Our experience with Robotic Roux-en-Y Gastric Bypass (R-RYGB) demonstrates several significant advantages of the robotic platform. The system’s articulated instrument tips and high-definition three-dimensional imaging facilitate precise dissection and enable meticulous execution of the procedure. Enhanced visualization improves the surgeon’s ability to navigate complex anatomical structures, thereby contributing to greater surgical accuracy.

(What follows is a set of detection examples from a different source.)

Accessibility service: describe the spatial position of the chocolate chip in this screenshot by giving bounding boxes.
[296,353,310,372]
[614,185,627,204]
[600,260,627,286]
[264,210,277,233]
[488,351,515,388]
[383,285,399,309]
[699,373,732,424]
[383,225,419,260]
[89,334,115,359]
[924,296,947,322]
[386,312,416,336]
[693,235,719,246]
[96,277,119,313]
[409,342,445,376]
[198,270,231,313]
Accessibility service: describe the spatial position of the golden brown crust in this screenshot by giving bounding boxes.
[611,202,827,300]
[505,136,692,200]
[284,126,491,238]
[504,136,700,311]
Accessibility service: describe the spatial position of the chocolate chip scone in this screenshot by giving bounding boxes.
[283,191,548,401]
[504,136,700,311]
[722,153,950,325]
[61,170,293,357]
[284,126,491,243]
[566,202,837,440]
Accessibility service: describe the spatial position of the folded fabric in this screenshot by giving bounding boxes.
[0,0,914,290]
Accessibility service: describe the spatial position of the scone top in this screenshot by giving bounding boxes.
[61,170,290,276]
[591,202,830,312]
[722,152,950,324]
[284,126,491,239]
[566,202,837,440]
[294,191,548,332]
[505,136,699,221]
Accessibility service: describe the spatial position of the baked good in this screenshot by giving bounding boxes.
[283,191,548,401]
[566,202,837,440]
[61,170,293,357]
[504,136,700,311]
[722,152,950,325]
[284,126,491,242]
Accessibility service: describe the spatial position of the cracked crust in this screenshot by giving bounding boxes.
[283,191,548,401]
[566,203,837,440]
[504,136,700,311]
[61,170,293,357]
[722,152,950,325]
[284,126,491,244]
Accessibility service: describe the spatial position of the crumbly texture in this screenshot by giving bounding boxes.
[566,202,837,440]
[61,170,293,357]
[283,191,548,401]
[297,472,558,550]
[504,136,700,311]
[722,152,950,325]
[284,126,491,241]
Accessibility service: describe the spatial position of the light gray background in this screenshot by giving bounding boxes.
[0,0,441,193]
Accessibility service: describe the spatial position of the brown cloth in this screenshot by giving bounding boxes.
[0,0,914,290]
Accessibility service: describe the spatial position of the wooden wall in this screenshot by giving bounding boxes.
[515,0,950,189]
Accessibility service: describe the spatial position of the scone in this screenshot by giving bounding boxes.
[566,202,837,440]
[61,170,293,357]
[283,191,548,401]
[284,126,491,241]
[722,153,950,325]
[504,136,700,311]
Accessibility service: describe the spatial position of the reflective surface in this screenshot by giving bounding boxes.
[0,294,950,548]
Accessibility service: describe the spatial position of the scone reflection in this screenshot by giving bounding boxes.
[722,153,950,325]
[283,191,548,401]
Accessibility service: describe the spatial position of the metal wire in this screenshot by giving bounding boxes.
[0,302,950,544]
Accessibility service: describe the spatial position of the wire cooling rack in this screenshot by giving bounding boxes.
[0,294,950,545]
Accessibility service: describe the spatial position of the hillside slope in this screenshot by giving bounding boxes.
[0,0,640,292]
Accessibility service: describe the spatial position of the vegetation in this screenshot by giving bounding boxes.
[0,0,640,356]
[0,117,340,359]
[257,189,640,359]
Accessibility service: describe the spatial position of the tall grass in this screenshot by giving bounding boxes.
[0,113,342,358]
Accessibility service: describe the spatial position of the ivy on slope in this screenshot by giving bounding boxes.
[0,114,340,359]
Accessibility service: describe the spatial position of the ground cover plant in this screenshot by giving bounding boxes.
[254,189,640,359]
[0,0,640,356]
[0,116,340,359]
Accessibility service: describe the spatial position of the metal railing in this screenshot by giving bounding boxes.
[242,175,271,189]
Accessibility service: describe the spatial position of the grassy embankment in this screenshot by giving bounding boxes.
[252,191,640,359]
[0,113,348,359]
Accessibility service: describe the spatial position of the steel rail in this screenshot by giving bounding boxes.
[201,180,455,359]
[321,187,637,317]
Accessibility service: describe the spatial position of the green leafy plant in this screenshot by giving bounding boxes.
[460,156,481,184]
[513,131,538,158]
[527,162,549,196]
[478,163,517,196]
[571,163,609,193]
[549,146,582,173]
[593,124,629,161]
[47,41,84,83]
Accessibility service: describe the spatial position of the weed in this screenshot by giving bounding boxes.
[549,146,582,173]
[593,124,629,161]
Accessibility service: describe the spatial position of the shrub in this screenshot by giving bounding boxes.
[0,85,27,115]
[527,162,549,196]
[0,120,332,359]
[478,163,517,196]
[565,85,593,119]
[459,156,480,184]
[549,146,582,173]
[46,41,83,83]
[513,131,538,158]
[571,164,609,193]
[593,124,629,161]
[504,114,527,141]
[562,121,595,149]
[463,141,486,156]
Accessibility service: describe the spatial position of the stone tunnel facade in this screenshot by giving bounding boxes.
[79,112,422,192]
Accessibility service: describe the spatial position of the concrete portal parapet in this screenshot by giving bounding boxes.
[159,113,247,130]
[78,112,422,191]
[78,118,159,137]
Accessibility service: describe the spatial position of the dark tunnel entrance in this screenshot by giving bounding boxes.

Improved ergonomics constitute another key benefit. The ergonomic design of the robotic console minimizes surgeon fatigue, a critical factor when multiple procedures are performed within a single operative day. This ergonomic efficiency not only enhances performance but also contributes to sustained surgical precision over prolonged periods.
Furthermore, the robotic approach effectively addresses the technical challenges associated with critical operative tasks, such as suturing and the construction of two anastomoses. These maneuvers require a level of dexterity that is often compromised in traditional laparoscopic techniques. With the assistance of robotic technology, these tasks are executed with enhanced control and consistency, potentially reducing the incidence of technical complications.
Moreover, R-RYGB is frequently performed concomitantly with additional interventions, including abdominal hernia repair and cholecystectomy. In these combined procedures, the robotic platform streamlines the operative workflow and optimizes overall surgical performance.
However, larger-scale studies are necessary to validate these early impressions and draw definitive conclusions about their efficacy and impact on bariatric surgery. Further research will help determine the system’s potential to improve surgical outcomes and advance the field.